He spoke about the consultations the Council has had with the likes of Irish Water, the Heritage Council, An Taisce, Córas Iompair Éireann, Transport Infrastructure Ireland and the Louth County Childcare Committee.

There was talk of a village green and cycle ways and footpaths and shops and road safety measures to discourage speeding in the development which will have eight or nine different house types all of which will be fully accessible for people with disabilities.

You’d imagine that in a town which, like many others around the country, has a big housing shortage, Councillors would be delighted. You’d normally expect reactions such as “Fantastic, we’ll have some of that thank you very much” to emanate from them.

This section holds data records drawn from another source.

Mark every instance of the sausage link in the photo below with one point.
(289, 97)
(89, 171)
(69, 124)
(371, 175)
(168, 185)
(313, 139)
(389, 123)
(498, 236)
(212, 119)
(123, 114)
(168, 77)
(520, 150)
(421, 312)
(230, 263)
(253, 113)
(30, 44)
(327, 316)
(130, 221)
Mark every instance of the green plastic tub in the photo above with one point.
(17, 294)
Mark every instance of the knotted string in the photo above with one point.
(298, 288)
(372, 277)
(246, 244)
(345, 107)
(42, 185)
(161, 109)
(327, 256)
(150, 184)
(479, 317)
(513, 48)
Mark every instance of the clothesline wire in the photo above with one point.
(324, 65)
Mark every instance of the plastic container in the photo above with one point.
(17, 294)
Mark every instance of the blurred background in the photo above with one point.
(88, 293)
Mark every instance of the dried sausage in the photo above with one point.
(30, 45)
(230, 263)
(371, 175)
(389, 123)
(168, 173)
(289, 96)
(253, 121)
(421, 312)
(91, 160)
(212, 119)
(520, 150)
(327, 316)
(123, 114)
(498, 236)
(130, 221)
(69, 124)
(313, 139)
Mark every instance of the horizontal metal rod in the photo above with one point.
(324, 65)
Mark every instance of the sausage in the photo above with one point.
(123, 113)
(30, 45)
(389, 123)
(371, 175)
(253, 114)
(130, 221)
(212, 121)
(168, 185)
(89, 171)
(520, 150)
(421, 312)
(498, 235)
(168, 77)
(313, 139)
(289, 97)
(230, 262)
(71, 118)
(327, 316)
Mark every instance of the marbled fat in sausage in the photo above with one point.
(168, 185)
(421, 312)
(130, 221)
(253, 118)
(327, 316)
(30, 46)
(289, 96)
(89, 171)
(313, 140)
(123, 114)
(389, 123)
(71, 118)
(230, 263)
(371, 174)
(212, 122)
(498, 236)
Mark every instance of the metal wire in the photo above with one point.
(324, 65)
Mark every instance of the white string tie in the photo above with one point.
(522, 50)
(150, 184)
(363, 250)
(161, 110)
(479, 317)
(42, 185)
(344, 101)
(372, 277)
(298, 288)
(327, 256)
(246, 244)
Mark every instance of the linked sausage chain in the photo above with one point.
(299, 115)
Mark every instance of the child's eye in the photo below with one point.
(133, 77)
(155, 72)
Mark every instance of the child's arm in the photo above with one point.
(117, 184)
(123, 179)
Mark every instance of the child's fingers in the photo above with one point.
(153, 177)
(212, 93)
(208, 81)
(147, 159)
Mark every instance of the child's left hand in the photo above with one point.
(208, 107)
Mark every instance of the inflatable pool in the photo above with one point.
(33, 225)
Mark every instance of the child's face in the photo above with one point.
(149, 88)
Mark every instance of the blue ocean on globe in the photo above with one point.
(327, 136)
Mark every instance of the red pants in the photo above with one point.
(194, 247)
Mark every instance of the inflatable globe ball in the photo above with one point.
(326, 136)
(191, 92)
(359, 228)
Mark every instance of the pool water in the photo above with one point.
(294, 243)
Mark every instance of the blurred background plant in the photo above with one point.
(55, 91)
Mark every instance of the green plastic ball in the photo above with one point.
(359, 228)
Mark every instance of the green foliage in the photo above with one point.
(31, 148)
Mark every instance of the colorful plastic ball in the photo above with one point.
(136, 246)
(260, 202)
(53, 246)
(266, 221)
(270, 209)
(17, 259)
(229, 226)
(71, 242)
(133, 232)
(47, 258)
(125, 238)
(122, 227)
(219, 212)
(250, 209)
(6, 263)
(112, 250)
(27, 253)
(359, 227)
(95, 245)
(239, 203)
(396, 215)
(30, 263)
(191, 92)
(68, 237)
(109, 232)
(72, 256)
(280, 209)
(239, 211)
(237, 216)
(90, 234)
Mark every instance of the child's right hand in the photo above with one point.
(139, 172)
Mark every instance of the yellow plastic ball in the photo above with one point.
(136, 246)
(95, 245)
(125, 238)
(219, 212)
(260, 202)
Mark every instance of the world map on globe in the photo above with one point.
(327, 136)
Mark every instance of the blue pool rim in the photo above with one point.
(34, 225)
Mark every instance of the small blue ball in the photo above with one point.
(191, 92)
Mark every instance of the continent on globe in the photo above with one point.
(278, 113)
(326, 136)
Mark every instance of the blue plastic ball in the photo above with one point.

But things are seldom that simple and the Drogheda Councillors were almost unanimous in their views which can be summed up as:

“Yes, we welcome the new houses but where’s the infrastructure to deal with the extra traffic?”

Labour Councilllor Michelle Hall had issues with some details of the design such as the main spine road of the development running alongside the full length of the football pitch but for her also, but her main problem was the extra traffic created and the lack of new infrastructure to deal with it.

Sinn Fein’s Tom Cunningham agreed that the Northern Cross Port Access Route was essential for Drogheda. He said that Beaulieu View was only in its early stages but already it was creating traffic problems.

James Byrne of Fianna Fáil said this was a classic case of putting the cart before the horse. He said that significant investment is needed for traffic calming on Newfoundwell Road already.

“We all want more housing but priority should be given to installing the essential infrastructure first” he said.

Fine Gael’s Councillor Eileen Tully had a different take on the issue. “We shouldn’t be too quick to stop housing development” she said.

“People are desperately looking for housing. Let’s work on improving the infrastructure to allow housing developments to happen.”

She went on to suggest that a roundabout be installed at the Termon Abbey/Termonfeckin Road junction to slow the traffic down.